Random Forest Regressor:
MAE: 0.12826966950409097
RMSE: 0.20482426726470995
R² Score: -0.0229768956421863


## Step 4: Building and Evaluating the Gradient Boosting Regressor Model

In this step, we build the **Gradient Boosting Regressor** model.  
Gradient Boosting is an ensemble learning technique that builds the model in a sequential manner by focusing on the errors made by the previous models.  
We train the model, make predictions, and evaluate its performance using MAE, RMSE, and R² Score.


In [46]:
from sklearn.ensemble import GradientBoostingRegressor

# Build the Gradient Boosting Regressor model
gb_model = GradientBoostingRegressor(random_state=42)
gb_model.fit(X_train, y_train)

# Make predictions on the test set
y_pred_gb = gb_model.predict(X_test)

# Evaluate the model
mae_gb = mean_absolute_error(y_test, y_pred_gb)
rmse_gb = np.sqrt(mean_squared_error(y_test, y_pred_gb))
r2_gb = r2_score(y_test, y_pred_gb)

# Print the evaluation metrics
print("\nGradient Boosting Regressor:")
print(f"MAE: {mae_gb}")
print(f"RMSE: {rmse_gb}")
print(f"R² Score: {r2_gb}")



Gradient Boosting Regressor:
MAE: 0.13702244344263556
RMSE: 0.1940174246397845
R² Score: 0.08212302358981927




### **Model Results and Evaluation**

#### **1- Baseline Model: Linear Regression**  
- **R² Score:** -2.64e+20  
- **Reason for exclusion:**  
  The baseline model performed extremely poorly, with a highly negative **R² Score**, indicating that it does not fit the data well or explain the variance in the target variable.

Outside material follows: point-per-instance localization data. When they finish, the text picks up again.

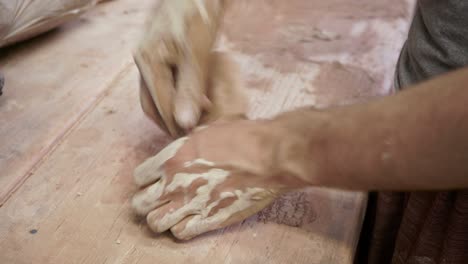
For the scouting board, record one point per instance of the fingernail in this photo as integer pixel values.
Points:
(186, 116)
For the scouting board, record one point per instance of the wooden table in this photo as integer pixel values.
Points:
(72, 131)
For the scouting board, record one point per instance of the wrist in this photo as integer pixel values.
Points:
(302, 146)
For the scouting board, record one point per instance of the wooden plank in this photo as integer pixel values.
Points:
(52, 81)
(78, 202)
(77, 197)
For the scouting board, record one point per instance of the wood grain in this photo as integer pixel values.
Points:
(73, 135)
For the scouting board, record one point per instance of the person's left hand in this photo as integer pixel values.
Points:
(217, 176)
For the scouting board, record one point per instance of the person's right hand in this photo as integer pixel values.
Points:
(173, 57)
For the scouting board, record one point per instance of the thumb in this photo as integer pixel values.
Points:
(190, 99)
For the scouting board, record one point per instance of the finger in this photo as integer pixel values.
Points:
(193, 65)
(190, 97)
(228, 213)
(148, 199)
(157, 75)
(163, 218)
(149, 107)
(152, 169)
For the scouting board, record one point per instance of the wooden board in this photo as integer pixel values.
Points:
(71, 135)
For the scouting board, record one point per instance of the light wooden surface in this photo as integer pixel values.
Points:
(71, 132)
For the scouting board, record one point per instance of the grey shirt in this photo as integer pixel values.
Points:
(437, 41)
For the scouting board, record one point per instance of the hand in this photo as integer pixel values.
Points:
(173, 59)
(216, 177)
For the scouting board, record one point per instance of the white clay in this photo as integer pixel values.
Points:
(151, 170)
(213, 178)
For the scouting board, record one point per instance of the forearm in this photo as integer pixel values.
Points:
(417, 139)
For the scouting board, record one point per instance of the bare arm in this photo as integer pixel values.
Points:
(416, 139)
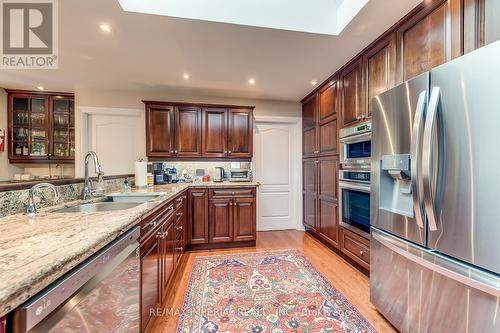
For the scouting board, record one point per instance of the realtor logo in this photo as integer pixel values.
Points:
(29, 35)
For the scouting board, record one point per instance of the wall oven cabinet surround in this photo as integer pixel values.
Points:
(198, 131)
(41, 127)
(222, 217)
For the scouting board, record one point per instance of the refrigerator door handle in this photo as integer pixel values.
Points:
(416, 154)
(430, 124)
(491, 289)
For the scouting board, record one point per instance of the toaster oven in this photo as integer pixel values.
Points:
(240, 175)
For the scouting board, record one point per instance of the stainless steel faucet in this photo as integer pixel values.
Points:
(31, 207)
(88, 192)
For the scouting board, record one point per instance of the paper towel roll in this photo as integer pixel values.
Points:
(141, 170)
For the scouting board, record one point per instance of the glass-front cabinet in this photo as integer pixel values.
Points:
(41, 127)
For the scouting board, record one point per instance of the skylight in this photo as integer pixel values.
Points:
(313, 16)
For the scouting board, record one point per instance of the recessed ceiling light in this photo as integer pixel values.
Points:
(105, 27)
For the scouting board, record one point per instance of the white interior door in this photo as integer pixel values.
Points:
(118, 141)
(276, 163)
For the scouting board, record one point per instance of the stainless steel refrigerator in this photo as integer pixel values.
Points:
(435, 198)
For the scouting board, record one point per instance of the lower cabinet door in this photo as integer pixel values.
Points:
(220, 225)
(328, 221)
(244, 221)
(150, 277)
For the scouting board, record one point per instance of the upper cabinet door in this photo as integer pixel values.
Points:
(240, 134)
(379, 65)
(429, 39)
(188, 131)
(160, 131)
(214, 138)
(328, 101)
(351, 102)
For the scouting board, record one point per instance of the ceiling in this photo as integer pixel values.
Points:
(144, 52)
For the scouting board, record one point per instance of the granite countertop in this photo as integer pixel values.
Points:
(36, 251)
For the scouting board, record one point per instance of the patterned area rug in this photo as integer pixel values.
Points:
(272, 292)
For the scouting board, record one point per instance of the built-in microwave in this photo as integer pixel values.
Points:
(355, 145)
(354, 207)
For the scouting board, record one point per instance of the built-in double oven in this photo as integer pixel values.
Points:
(354, 178)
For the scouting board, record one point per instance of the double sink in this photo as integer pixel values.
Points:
(111, 203)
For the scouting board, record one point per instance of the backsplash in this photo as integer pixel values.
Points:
(14, 202)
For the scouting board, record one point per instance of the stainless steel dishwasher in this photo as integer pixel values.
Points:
(100, 295)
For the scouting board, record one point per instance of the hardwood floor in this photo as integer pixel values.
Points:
(353, 284)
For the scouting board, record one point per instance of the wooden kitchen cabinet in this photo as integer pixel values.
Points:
(240, 133)
(220, 220)
(328, 101)
(231, 218)
(310, 192)
(167, 246)
(379, 74)
(309, 127)
(351, 110)
(161, 244)
(150, 266)
(328, 168)
(41, 127)
(187, 131)
(198, 216)
(160, 131)
(355, 247)
(244, 219)
(198, 131)
(215, 132)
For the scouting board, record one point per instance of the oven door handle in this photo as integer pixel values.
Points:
(356, 138)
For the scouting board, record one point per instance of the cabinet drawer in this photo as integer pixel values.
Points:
(355, 247)
(154, 220)
(180, 201)
(232, 192)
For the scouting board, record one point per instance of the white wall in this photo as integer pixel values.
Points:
(132, 100)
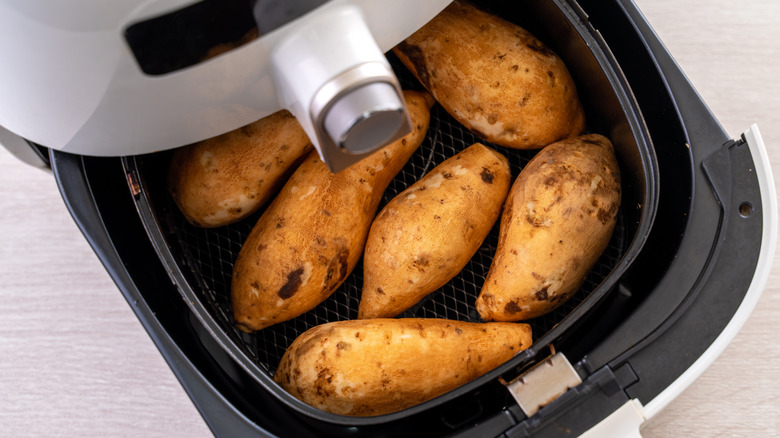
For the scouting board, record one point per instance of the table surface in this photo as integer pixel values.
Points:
(75, 361)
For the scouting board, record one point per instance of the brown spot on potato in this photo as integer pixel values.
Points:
(511, 307)
(487, 175)
(291, 286)
(337, 269)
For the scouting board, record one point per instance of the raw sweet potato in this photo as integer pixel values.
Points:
(427, 234)
(557, 220)
(226, 178)
(378, 366)
(313, 233)
(494, 77)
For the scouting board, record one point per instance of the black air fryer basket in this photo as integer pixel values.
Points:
(678, 266)
(201, 260)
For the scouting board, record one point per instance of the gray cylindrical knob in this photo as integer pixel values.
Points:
(365, 118)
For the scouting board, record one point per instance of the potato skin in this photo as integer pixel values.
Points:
(312, 235)
(557, 220)
(427, 234)
(494, 77)
(226, 178)
(378, 366)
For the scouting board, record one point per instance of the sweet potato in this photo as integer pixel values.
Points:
(313, 233)
(494, 77)
(427, 234)
(378, 366)
(557, 220)
(226, 178)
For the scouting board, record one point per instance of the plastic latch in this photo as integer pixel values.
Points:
(543, 383)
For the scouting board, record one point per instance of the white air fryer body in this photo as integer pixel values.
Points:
(71, 82)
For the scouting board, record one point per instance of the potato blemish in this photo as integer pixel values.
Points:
(294, 280)
(487, 175)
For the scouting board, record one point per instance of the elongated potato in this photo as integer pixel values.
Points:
(427, 234)
(313, 233)
(494, 77)
(226, 178)
(557, 220)
(379, 366)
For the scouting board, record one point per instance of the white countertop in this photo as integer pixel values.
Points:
(75, 361)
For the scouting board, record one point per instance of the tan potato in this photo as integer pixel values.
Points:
(226, 178)
(427, 234)
(378, 366)
(495, 78)
(557, 220)
(312, 235)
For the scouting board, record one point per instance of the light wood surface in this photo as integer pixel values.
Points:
(74, 360)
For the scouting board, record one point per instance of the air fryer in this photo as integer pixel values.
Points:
(687, 261)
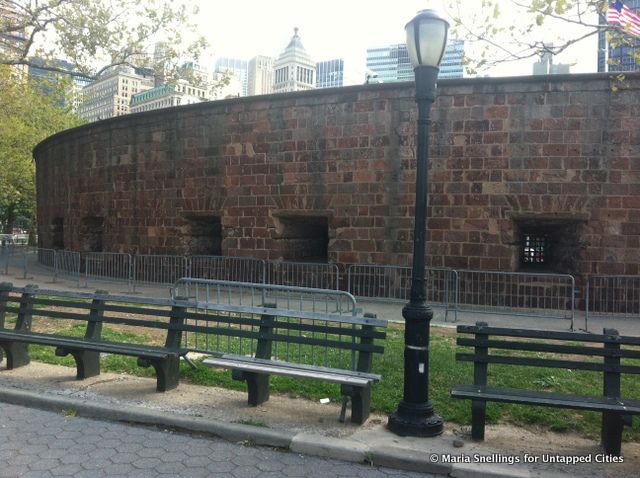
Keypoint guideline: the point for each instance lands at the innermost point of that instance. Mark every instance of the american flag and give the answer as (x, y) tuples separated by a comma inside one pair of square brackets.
[(619, 14)]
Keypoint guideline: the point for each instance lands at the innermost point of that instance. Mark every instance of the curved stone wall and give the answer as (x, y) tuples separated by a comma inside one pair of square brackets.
[(329, 175)]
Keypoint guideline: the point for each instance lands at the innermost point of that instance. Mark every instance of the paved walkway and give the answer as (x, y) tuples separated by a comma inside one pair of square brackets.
[(44, 444)]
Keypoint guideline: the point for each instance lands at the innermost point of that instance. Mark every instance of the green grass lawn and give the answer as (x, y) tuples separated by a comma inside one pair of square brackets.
[(445, 372)]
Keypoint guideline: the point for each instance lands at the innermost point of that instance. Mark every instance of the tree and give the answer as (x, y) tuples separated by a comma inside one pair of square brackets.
[(97, 34), (27, 116), (521, 29)]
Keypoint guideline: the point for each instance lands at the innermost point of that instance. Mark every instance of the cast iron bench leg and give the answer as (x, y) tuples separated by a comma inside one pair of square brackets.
[(257, 386), (167, 372), (612, 424), (87, 363), (17, 354), (360, 402), (478, 418)]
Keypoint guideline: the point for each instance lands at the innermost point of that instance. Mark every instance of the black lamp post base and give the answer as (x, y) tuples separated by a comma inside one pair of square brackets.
[(415, 420)]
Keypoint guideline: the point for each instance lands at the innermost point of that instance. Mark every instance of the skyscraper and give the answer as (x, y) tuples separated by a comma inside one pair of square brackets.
[(621, 57), (295, 70), (391, 63), (260, 75), (110, 95), (330, 73), (236, 67)]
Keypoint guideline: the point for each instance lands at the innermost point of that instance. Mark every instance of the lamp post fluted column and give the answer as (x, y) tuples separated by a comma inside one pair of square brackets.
[(415, 415)]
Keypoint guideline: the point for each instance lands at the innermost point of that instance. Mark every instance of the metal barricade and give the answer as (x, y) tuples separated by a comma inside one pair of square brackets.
[(206, 292), (237, 269), (67, 264), (612, 295), (393, 284), (303, 274), (517, 293), (109, 267), (158, 269), (46, 257)]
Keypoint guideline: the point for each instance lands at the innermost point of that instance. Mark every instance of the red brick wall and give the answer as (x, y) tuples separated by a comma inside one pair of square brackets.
[(502, 150)]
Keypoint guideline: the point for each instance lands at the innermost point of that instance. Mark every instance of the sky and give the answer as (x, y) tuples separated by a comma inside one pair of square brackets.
[(343, 29)]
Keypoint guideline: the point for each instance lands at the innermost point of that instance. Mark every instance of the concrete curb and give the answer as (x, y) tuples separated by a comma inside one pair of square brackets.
[(330, 447), (234, 432), (311, 444), (409, 460)]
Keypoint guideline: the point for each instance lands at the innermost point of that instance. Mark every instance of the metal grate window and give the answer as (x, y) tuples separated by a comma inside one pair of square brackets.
[(535, 249)]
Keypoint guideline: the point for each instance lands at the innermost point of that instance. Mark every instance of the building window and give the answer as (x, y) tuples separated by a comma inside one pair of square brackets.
[(91, 232), (57, 233), (303, 238), (549, 245), (205, 235), (534, 249)]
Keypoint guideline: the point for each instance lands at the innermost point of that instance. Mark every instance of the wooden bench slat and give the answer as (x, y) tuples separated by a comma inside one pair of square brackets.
[(546, 347), (547, 334), (347, 330), (347, 319), (266, 327), (286, 369), (543, 362), (255, 360), (99, 346), (565, 350), (551, 399)]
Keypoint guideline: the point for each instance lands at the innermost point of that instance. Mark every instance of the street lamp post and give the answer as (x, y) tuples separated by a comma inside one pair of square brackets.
[(426, 41)]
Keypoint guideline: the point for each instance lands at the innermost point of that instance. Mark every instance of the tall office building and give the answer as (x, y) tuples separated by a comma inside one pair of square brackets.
[(110, 95), (78, 82), (391, 63), (295, 70), (261, 75), (621, 57), (330, 73), (236, 67), (166, 96), (13, 33), (546, 66)]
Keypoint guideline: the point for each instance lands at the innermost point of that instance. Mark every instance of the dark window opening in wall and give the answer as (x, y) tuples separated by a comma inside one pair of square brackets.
[(91, 234), (549, 245), (536, 247), (205, 235), (304, 238), (57, 233)]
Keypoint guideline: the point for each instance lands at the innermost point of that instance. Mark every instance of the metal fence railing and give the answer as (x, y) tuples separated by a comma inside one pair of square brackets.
[(327, 301), (159, 269), (517, 293), (612, 296), (67, 264), (486, 292), (303, 274), (108, 266), (393, 284), (316, 302), (239, 269)]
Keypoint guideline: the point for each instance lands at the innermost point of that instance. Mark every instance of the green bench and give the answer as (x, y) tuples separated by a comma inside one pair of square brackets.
[(294, 344), (602, 354), (31, 304)]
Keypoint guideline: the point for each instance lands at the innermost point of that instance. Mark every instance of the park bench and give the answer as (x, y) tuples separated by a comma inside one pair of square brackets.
[(32, 305), (307, 345), (533, 348)]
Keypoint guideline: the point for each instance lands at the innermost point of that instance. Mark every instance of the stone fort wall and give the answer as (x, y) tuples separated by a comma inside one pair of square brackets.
[(518, 167)]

#### **2- Random Forest Regressor**  
- **R² Score:** -0.023  
- **Reason for exclusion:**  
  Although the model produced relatively low **MAE** and **RMSE**, the **R² Score** was still negative. This suggests that the model fails to effectively explain the target variable and is not reliable for accurate predictions.



#### **3- Gradient Boosting Regressor**  
- **R² Score:** 0.082  
- **Reason for selection:**  
  This model achieved the best performance among all three, with a **positive R² Score**, indicating some ability to explain the variance in the target variable. While the score is modest, it still outperforms the other models and shows potential for making more accurate predictions. The **MAE** and **RMSE** were also within a reasonable range.


###  **Best Model: Gradient Boosting Regressor**  
The **Gradient Boosting Regressor** was selected as the best model because it was the only one to achieve a **positive R² Score**, demonstrating a better fit to the data and more reliable predictive performance compared to the other models.